Ok con la ayuda de un tutorial en pdf logre hacer un frecuenciometro hasta 9999Hz pero cuando lo simulo en el Isis de proteus no funciona  

Se los adjunto por favor cualquier cosa que le vean mal me lo hacen saber.

Hah! y me gustaria saber que simulador es que guarda sus archivos en .DSN ya que descargue un circuito y no puedo abrirlo por que no se con que programa es?


----------



## Gudino Roberto duberlin (Jun 26, 2013)

Amigo, los archivos de extension .DSN, son gestionados por ISIS de Proteus, lo que sucede es que tu version de soft es anterior al archivo que descargaste.
El proyecto que expones, subelo en formato imagen.


----------



## marlon isiel (Jun 26, 2013)

ok, entiendo lo de isis, pero no habara una forma de yo poder abrirlo?

hay esta adjunta la imagen. para que le ojeen.


----------



## Gudino Roberto duberlin (Jun 26, 2013)

Amigo, recuerda que el equipo debe alimentarse a baterias como lo propones, por lo tanto el factor consumo, sera prioridad.

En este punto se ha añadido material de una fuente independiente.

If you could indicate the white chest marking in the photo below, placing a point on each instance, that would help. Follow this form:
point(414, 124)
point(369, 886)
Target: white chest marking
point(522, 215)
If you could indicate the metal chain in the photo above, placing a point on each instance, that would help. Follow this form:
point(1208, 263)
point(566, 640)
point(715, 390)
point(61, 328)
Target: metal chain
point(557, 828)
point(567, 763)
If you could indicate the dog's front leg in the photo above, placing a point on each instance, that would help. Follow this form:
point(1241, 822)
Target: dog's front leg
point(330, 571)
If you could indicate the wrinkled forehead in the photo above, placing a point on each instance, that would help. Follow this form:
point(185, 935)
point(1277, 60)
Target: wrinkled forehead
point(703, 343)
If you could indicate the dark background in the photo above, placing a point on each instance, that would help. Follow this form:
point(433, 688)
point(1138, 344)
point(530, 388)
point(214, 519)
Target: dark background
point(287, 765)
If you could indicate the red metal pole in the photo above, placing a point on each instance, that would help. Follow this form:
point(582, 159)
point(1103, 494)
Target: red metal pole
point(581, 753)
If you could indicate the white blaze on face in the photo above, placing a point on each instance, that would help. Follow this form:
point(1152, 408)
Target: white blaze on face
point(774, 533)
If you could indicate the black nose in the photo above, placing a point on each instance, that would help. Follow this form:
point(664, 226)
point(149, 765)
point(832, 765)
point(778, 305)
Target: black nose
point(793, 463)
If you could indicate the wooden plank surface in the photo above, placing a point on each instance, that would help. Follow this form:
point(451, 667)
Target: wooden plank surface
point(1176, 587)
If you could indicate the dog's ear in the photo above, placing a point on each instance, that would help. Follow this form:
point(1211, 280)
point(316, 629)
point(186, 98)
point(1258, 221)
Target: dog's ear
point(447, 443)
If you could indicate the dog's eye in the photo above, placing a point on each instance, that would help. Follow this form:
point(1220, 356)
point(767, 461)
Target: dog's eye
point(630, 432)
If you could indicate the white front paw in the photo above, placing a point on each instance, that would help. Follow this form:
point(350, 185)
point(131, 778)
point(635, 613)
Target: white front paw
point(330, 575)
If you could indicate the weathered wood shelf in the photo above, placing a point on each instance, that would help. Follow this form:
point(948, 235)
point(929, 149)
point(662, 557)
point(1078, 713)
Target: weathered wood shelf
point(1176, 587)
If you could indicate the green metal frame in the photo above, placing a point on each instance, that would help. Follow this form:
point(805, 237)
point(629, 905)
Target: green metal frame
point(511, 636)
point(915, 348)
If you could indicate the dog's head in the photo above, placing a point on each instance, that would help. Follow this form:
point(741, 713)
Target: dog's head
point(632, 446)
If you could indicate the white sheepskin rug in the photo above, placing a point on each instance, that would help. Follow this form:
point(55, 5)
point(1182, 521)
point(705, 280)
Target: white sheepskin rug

Te recomiendo, llevar adelante el proyecto, con display LCD.


----------



## MrCarlos (Jun 27, 2013)

Hola marlon isiel

Los archivos con extensión .DSN son del ISIS de Proteus Ver 7.xxx.

Segun veo Tú tienes la versión 8 del ISIS de Proteus.
Con esa versión puedes abrir los de extensión .DSN pero no con *File Open* sino con *File Import Legacy Project*.

Fíjate en la imagen adjunta.

saludos
a sus ordenes


----------



## marlon isiel (Jun 27, 2013)

Gudino Roberto duberlin dijo:


> Amigo, recuerda que el equipo debe alimentarse a baterias como lo propones, por lo tanto el factor consumo, sera prioridad. Te recomiendo, llevar adelante el proyecto, con display LCD.



Lo que pasa es que para usa una pantalla lcd hay que usa micro y yo micro no se....





MrCarlos dijo:


> Hola marlon isiel
> 
> Los archivos con extensión .DSN son del ISIS de Proteus Ver 7.xxx.
> 
> ...



y donde puedo conseguir, porque descargue varios y no han sido ese.  sabes de donde lo puedo descargar


----------



## Gudino Roberto duberlin (Jun 27, 2013)

No todo esta perdido compañero, puedes utilizar este CI no es programable. Mira algo por aquí: http://www.intersil.com/en/products/other-analog/special-analog/integrating-display-output-a-d-converters/ICL7106.html
Si, piensas utilizar display a Led, olvidate de que obtendrás un equipo portátil.


----------



## miguelus (Jun 27, 2013)

Gudino Roberto duberlin dijo:


> No todo esta perdido compañero, puedes utilizar este CI no es programable. Mira algo por aquí: http://www.intersil.com/en/products/other-analog/special-analog/integrating-display-output-a-d-converters/ICL7106.html
> Si, piensas utilizar display a Led, olvidate de que obtendrás un equipo portátil.



Buenos días.

El ICL7106 no es un Frecuencímetro, es un Convertidor AD, biene muy bien para medir tensiones, pero para medir frecuencias sería algo complicado 

Sal U2


----------



## Gudino Roberto duberlin (Jun 28, 2013)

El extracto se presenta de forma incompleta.